Türkiye, ABD’ye ne yapmış da ABD bize savaş açan teröristlere 5 bin tır ve 2 bin kargo uçağı ile silah ve mühimmat veriyor.
ABD’nin, Nisan 2016’dan bu yana PYD/PKK’ya verdiği silahlar arasında; çok namlulu roket atarlar ve füze rampaları, havanlar, MK19 bomba atar, M4 Cabrine ve M16 piyade tüfekleri, BGM-71 TOW-Anti tank füzeleri var.
Biz ABD’ye ne yapmışız ki, PKK/PYD’nin sivillere yönelik füze ve havan mermisi saldırılarında masum insanlar hayatlarını kaybediyor.
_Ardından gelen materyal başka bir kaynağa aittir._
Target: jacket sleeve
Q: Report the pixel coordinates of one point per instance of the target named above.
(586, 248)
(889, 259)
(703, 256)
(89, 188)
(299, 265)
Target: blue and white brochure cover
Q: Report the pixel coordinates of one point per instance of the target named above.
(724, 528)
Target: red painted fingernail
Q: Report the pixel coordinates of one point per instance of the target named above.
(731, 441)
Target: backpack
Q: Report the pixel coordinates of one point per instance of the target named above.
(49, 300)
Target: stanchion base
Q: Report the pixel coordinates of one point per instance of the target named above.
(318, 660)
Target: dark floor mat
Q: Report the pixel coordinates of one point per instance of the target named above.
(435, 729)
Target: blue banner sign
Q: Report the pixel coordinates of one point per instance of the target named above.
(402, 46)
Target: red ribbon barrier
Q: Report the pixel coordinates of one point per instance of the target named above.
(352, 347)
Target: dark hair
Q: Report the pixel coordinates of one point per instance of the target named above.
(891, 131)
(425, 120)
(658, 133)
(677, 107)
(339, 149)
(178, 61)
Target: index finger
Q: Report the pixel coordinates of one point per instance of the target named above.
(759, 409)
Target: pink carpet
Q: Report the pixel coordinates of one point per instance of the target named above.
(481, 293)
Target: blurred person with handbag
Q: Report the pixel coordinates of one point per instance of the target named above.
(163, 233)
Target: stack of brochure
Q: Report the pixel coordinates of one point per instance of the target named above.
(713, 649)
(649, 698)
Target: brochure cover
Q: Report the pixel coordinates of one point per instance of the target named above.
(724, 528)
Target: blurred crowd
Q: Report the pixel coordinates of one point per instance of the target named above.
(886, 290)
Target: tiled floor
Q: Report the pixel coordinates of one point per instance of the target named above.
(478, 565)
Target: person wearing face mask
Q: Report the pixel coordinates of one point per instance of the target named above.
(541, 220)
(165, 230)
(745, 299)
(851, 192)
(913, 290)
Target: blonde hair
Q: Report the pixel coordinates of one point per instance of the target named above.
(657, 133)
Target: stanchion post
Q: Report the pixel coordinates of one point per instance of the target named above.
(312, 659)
Zeytin Dalı Harekâtı'nın başladığı ilk günlerden itibaren teröristler 88 kez roket, bir kez füze ve bir defa da havan mermisi ile saldırdılar. Kilis şehir merkezine 34, Hatay'ın Reyhanlı, Hassa ve Kırıkhan ilçelerine ise 56 saldırı düzenlendi. Saldırılarda 2'si Suriye uyruklu 7 kişi hayatını kaybetti, aralarında çocukların da bulunduğu 107 kişi yaralandı.
Türkiye NATO’ya ne yaptı, NATO üyeliği ile ilgili hangi yanlışın içine düştü ki, NATO Türkiye’yi provoke ediyor…
Geçtiğimiz Kasım ayında Amerika ve Almanya, Yunanistan’da “Doğu’daki düşmana karşı Artemis Saldırısı” olarak isimlendirilen füze tatbikatı yaptı.
Gözümüzün içine baka baka ABD Savunma Bakanlığı’ndan yapılan açıklamada şu söylendi: “Artemis Saldırısı gibi tatbikatlar, şimdiki ve gelecekteki kuvvetlerin, potansiyel rakipleri caydırmak ve onları hızlıca yenmek veya tartışmalı bölgelerde savaşmaya hazır olduklarını göstermek için yapılıyor.”
Sadece Türkiye’nin adını söylemiyorlar. Bize gözdağı veriyorlar ve “Türkiye ile savaşmaya hazırız” tehdidinde buluyorlar.
Osman Baydemir ve FETÖ elebaşının, NATO’nun Türkiye’ye müdahale çağrılarını da hatırlayalım. Başta ABD olmak üzere NATO üyeleri PKK’yı ve FETÖ’yü boşuna himaye etmiyor.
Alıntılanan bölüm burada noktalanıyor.